Psychedelic Rock: The Counterculture Years
- Music History Hall

- 3 days ago
- 2 min read

Psychedelic Rock
Inspired by the poetry and music of the Beat culture, free-thinking young people flocked to the Bay Area around San Francisco in the 1960s and took up residence in the Haight-Ashbury district near San Francisco State College.
The hippie culture opposed militarism, economic materialism, sexual repression, and conformity. These free spirits were in favor of psychedelic drugs and open to Eastern religions such as Buddhism. Who were these young people?
They were the Baby Boomers—the children of the post-World War II generation. They had been raised mostly in white middle-class families in the suburbs with an idyllic American upbringing. But the 1960s was a time of profound change in the country. Women were protesting their civil rights, and the arrival of the birth control pill gave women freedom not available to women of an earlier time.
This was a generation of young people "dropping out" of mainstream society and challenging authority.
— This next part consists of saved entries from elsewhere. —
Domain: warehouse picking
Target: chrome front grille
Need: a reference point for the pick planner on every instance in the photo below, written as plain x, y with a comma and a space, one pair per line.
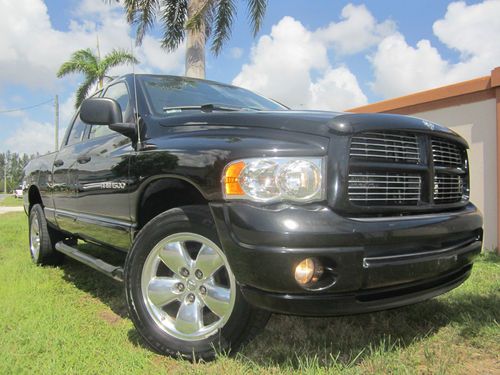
446, 154
373, 188
386, 146
402, 169
448, 188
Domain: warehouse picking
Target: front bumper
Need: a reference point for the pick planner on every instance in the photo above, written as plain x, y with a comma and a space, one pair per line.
372, 264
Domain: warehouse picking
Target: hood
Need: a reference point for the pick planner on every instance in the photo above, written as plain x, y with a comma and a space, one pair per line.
311, 122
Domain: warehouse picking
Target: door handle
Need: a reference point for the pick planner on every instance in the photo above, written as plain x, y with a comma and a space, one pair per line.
83, 159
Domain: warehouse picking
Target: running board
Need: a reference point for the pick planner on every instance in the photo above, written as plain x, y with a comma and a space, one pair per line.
114, 272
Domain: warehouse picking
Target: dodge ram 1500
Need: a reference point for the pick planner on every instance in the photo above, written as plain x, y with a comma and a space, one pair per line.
229, 206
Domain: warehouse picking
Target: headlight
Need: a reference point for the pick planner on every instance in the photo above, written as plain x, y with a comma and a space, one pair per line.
275, 179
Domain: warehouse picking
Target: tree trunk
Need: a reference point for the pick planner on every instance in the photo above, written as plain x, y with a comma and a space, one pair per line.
195, 49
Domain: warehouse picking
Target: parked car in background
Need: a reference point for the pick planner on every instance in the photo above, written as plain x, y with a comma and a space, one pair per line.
229, 206
18, 192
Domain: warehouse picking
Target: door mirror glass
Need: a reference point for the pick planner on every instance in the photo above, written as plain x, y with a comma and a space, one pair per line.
101, 111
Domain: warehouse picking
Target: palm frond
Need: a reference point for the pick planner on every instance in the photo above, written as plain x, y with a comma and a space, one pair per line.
114, 58
143, 14
83, 90
256, 10
225, 12
173, 16
81, 61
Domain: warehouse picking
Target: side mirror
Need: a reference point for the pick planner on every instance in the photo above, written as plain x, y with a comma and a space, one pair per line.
100, 111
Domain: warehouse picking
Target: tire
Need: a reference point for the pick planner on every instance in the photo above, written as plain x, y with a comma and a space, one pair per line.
177, 310
42, 239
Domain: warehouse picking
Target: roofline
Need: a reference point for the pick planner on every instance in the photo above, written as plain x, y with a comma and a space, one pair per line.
459, 93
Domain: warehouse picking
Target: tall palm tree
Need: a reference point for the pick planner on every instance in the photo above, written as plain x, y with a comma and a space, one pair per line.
199, 19
93, 68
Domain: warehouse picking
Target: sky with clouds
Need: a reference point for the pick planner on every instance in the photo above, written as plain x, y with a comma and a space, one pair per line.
321, 54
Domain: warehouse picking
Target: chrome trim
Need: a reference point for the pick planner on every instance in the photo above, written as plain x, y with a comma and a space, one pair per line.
94, 219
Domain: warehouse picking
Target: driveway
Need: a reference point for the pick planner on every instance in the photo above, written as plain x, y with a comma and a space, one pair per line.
4, 210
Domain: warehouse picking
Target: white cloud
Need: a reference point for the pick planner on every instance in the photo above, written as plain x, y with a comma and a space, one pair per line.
236, 53
472, 30
35, 136
357, 31
32, 49
291, 65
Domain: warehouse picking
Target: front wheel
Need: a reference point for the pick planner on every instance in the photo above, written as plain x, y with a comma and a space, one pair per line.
181, 292
43, 239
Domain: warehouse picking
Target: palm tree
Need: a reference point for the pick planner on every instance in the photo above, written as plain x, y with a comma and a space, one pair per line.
93, 68
199, 19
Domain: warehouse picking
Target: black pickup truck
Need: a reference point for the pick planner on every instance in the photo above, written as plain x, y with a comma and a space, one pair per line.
229, 206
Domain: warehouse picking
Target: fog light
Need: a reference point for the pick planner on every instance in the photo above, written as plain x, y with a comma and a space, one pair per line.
308, 271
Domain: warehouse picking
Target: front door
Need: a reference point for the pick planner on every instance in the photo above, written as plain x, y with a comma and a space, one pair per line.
103, 188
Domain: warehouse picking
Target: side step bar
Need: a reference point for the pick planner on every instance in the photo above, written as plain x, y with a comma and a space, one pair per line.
114, 272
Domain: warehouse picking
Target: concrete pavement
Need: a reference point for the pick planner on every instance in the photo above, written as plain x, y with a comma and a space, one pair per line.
4, 210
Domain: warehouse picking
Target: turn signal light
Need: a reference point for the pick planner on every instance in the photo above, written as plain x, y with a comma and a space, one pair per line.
308, 271
231, 179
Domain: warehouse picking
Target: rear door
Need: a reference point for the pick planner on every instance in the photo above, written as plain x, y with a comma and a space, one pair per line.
102, 172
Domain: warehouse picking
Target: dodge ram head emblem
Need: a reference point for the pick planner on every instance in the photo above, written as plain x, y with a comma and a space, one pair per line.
429, 124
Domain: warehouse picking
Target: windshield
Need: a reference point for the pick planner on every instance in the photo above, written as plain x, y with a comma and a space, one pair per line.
169, 94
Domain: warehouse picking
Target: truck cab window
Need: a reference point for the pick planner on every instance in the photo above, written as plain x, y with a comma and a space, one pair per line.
118, 92
76, 132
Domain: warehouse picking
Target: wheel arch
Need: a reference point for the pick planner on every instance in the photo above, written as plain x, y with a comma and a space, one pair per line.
163, 194
34, 197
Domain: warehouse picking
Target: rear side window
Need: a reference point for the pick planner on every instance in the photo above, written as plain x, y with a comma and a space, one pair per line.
76, 132
118, 92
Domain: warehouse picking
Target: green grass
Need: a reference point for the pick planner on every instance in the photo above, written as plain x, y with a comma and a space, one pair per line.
72, 320
10, 201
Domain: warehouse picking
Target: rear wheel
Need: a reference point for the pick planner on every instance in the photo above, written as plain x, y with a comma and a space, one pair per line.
43, 239
181, 292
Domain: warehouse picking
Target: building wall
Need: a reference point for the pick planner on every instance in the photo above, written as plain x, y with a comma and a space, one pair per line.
476, 122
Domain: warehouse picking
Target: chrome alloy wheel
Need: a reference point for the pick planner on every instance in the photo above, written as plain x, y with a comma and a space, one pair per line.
188, 287
35, 238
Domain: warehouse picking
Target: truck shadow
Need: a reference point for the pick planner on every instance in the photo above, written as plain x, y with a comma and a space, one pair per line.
291, 341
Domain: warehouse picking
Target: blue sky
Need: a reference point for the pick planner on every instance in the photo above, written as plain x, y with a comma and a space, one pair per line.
325, 54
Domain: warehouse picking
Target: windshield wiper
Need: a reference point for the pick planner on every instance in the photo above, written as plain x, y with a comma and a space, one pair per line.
203, 108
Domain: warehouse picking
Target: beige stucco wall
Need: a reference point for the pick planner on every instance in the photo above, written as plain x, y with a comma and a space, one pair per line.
476, 122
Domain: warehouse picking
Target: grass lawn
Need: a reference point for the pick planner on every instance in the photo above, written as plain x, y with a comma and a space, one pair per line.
10, 201
72, 320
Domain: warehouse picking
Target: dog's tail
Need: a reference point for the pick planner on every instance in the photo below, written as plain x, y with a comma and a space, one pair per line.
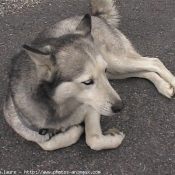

Music was an extremely important element of the scene, and musicians were worshipped by their followers. By early 1967, an estimated 50,000 hippies resided in or near the Haight-Ashbury district. They wanted to "make love, not war" and thought they could change the world.
Psychedelic Rock musicians began to experiment and improvise on songs and would sometimes jam the entire side of an album. During the 1967 "Summer of Love," it is estimated that 100,00 hippies resided in the Haight-Ashbury district of San Francisco.
As opposition to the Vietnam War gained steam, there was a hippie pilgrimage to Woodstock, New York, during the summer of 1969 for "three days of peace and music" at the Woodstock Music & Arts Festival.